La stratosfera terrestre contiene una concentrazione di ozono, un gas costituito da tre atomi di ossigeno (O3) e che fornisce uno schermo nei confronti delle radiazioni ultraviolette provenienti dal sole. E’ un gas relativamente instabile. Ogni anno, durante la primavera dell’emisfero australe, la concentrazione dell’ozono stratosferico nell’area situata in prossimità del Polo Sud diminuisce per cause non ancora accertate. Sembrerebbe che a partire dalla metà degli anni settanta questo periodico assottigliamento assuma proporzioni sempre maggiori. Recentemente si è venuto a scoprire una altro buco, di dimensioni molto inferiori, in prossimità del Polo Nord. Di questo assottigliamento viene, con insufficienza di prove, accusato l’ inquinamento atmosferico derivato da combustione di idrocarburi. La stranezza di questa imputazione sta nel fatto che, questi buchi si siano formati nelle due uniche vaste zone del globo dove non esistono ne’ industrie, ne’ traffico automobilistico, ne’ nessuna altra forma di combustione naturale o artificiale. Qualora ci rifiutassimo di supporre che il buco più grande, quello sul continente Antartico, si sia formato grazie all’abuso, da parte dei pinguini, di deodoranti in confezione spray, sarebbe perlomeno doveroso ricercare la ragione di questo assottigliamento dello strato dell’ozono, anche in altra direzione.
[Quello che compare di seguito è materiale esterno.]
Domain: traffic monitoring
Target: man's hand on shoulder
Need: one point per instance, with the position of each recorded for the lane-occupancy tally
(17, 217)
Dato che la formazione della maggior parte dell’ozono della stratosfera avviene a più di 30 Km di altezza, in corrispondenza della zona equatoriale, dove risulta più rilevante l’irraggiamento solare, l’assottigliamento dello strato d’ozono nelle zone polari potrebbe essere, dopotutto, una conseguenza del tutto naturale.
E’ comunque consigliabile, per chi durante le vacanze volesse dedicarsi ai bagni di sole, di non scegliere come meta balneare le due zone polari, per evitare di esporsi a pericolose radiazioni ultraviolette.
Tutto ciò, ben s’intenda, non ci concede il diritto di dormire tra due guanciali. I problemi esistono e sono seri. Forse non tanto quelli più lontani da noi, come l’effetto serra o i buchi nell’ ozonosfera o lo scioglimento dei ghiacciai, bensì quelli relativi a forme d’inquinamento dannoso alla nostra salute, all’espansione di sostanze cancerogene, alle radiazioni nucleari. A tutte quelle forme di produzione energetica ed industriale, insomma, il cui abuso e lo sperpero in eccessi di superfluo, riempiono ospedali e cimiteri.
Il fine della scienza applicata, dovrebbe essere quello di intraprendere una svolta radicale nella ricerca energetica, in un’area neutra, scevra dal giogo sporco e meschino di chi la frena e continua ad avvelenare il mondo, riempiendosi le tasche e la borsa, già colme.